Lately, I've changed my attitude. If something worth crying about comes up, I can deal with my own tears and try to comfort others who are crying. As you point out, we are human. Loved ones die, get diagnosed with scary health problems, and we face all kinds of problems that make for tears. Just because we are at work doesn't mean-- shouldn't mean-- that all emotion is always taboo.

We need to respect each other enough as humans to recognize that sometimes in this life, we cry.

http://isthisthemiddle.blogspot.com/

Melanie

Nobody wants to be Ethel 5 pts

I saw the title of your post and I am still reeling from an angry patient who vented all his frustrations at me yesterday.

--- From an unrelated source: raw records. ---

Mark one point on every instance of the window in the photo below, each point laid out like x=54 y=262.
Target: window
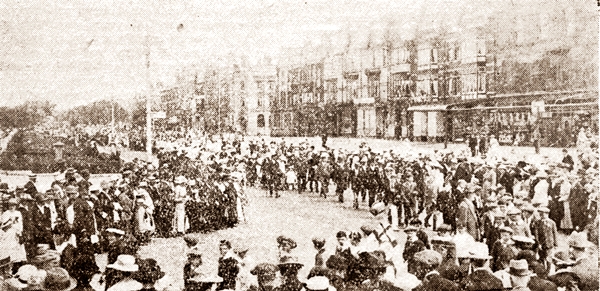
x=260 y=121
x=373 y=86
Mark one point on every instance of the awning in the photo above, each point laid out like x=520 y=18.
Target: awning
x=437 y=107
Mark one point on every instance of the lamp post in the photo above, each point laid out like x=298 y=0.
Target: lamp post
x=148 y=104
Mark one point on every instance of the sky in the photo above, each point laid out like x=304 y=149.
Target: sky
x=73 y=52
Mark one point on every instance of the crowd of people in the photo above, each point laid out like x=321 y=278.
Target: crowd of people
x=472 y=222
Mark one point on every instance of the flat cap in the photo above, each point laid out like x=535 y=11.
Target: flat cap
x=428 y=257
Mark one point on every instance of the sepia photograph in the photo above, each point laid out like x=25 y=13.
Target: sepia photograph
x=299 y=145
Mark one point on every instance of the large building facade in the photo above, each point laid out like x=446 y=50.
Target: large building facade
x=441 y=87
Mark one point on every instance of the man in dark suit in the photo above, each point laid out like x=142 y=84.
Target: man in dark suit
x=425 y=264
x=41 y=223
x=464 y=171
x=473 y=144
x=545 y=234
x=567 y=160
x=30 y=187
x=84 y=222
x=467 y=213
x=270 y=171
x=228 y=266
x=482 y=277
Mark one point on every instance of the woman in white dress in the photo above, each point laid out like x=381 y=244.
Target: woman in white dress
x=10 y=233
x=565 y=192
x=242 y=199
x=181 y=196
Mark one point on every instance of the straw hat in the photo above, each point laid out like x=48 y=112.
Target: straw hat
x=579 y=240
x=317 y=283
x=179 y=180
x=377 y=208
x=21 y=279
x=58 y=279
x=519 y=268
x=125 y=263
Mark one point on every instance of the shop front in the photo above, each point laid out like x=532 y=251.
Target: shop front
x=428 y=123
x=516 y=121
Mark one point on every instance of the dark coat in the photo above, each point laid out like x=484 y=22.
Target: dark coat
x=411 y=248
x=502 y=254
x=228 y=270
x=341 y=177
x=435 y=282
x=467 y=216
x=545 y=234
x=569 y=161
x=538 y=284
x=450 y=271
x=30 y=188
x=83 y=225
x=481 y=280
x=41 y=226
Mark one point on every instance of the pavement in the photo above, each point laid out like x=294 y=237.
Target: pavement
x=299 y=216
x=512 y=153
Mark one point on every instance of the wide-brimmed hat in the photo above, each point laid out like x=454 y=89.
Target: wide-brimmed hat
x=284 y=240
x=410 y=228
x=528 y=208
x=318 y=241
x=523 y=239
x=519 y=268
x=317 y=283
x=428 y=257
x=472 y=188
x=368 y=229
x=513 y=211
x=71 y=190
x=544 y=210
x=579 y=240
x=265 y=269
x=149 y=272
x=21 y=279
x=195 y=253
x=49 y=256
x=41 y=197
x=58 y=279
x=191 y=240
x=377 y=208
x=561 y=259
x=372 y=260
x=479 y=251
x=125 y=263
x=115 y=231
x=5 y=261
x=241 y=250
x=290 y=261
x=444 y=228
x=13 y=201
x=179 y=180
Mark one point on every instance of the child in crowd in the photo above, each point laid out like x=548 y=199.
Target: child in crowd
x=192 y=270
x=291 y=179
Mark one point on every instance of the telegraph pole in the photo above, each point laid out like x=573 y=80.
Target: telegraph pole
x=148 y=104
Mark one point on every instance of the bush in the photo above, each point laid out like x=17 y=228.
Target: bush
x=29 y=151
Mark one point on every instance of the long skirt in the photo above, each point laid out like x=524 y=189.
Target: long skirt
x=566 y=222
x=9 y=245
x=179 y=219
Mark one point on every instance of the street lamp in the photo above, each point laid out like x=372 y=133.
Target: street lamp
x=148 y=104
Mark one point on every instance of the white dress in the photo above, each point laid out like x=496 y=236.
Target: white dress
x=180 y=199
x=9 y=239
x=541 y=193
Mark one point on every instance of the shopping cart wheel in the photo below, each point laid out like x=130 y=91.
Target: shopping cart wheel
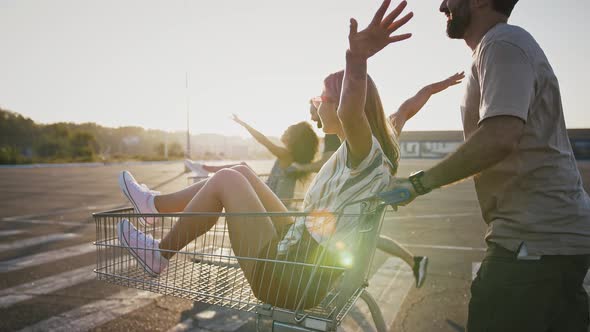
x=375 y=311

I had four co-workers come to the outpatient room checking on me to see if I was okay. I ended having a male colleague stay in the room with me until the patient left. I invited him to leave since he was angry and he wouldn't leave I was a mess and cried several times at work, in the car and last night. My colleagues were supportive but it didn't prevent the tears from flowing.

The author in the Time article (I must've missed that article since I subscribe to Time) left her job 2 1/2 years after getting chewed out by the chief of the company. I view these incidents as sign posts along the road of life. What do I do with this event? What does it mean to my career? Should I stay or should I go? Am I as resilient as I thought I was? Needless to say, this recent event has happened to me before with angry male patients and from angry female supervisors. They are venting onto me through a twisted coping mechanism they have established. I have come through past events with good support from co-workers and staff. But, when the crying comes too easily for me at work, it may be time to leave the job. Time will tell what I do.